Niall (Ciarán Dowd) is a standup comic, dating sous chef Lily (Bekka Bowling) who is weirded out by his neediness and in any case attracted to Niall’s flatmate, would-be food vlogger Josh (Owen Roberts) going through a painful breakup, whose sister Emmy (Sarah Ovens) is a photographer dedicated to traditional roll-film cameras and dark-room developing, about to marry her stylish girlfriend, Sam (Eleanor Fanyinka).
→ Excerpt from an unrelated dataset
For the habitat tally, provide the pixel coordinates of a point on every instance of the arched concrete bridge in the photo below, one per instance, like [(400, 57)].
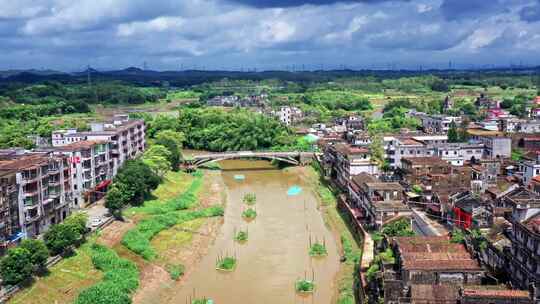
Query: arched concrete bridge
[(293, 158)]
The storyline is a bit messy and inconclusive – but then so is life, and it rattles along perfectly watchably. Dowd has an entertainingly embarrassing scene, when Niall and a friend have a cocaine epiphany together in the toilet after a gig and try having sex with predictably dire results. Poor Josh curates a colossal and intricate picnic for a Tinder date one sunny afternoon, complete with wine, and her (understandable) reaction of polite dismay creates a nightmare of discomfort and self-reproach.
But it isn’t all generic relationship-comedy stuff. Roberts creates an interesting and bold tonal shift at one stage when Josh, jealously obsessed with his now ex-girlfriend’s love life, turns into a stalker and does something that would not happen in a Richard Curtis screenplay. That is a genuinely startling scene.
Sometimes the humour and the action are a bit broad, and I’d have liked to see more from Beattie Edmondson – but the film is always likable and, incidentally, very shrewd on the awful symbiosis of unhappiness and heavy drinking. I’m looking forward to Roberts’ next film.
• Masters of Love is available on digital platforms.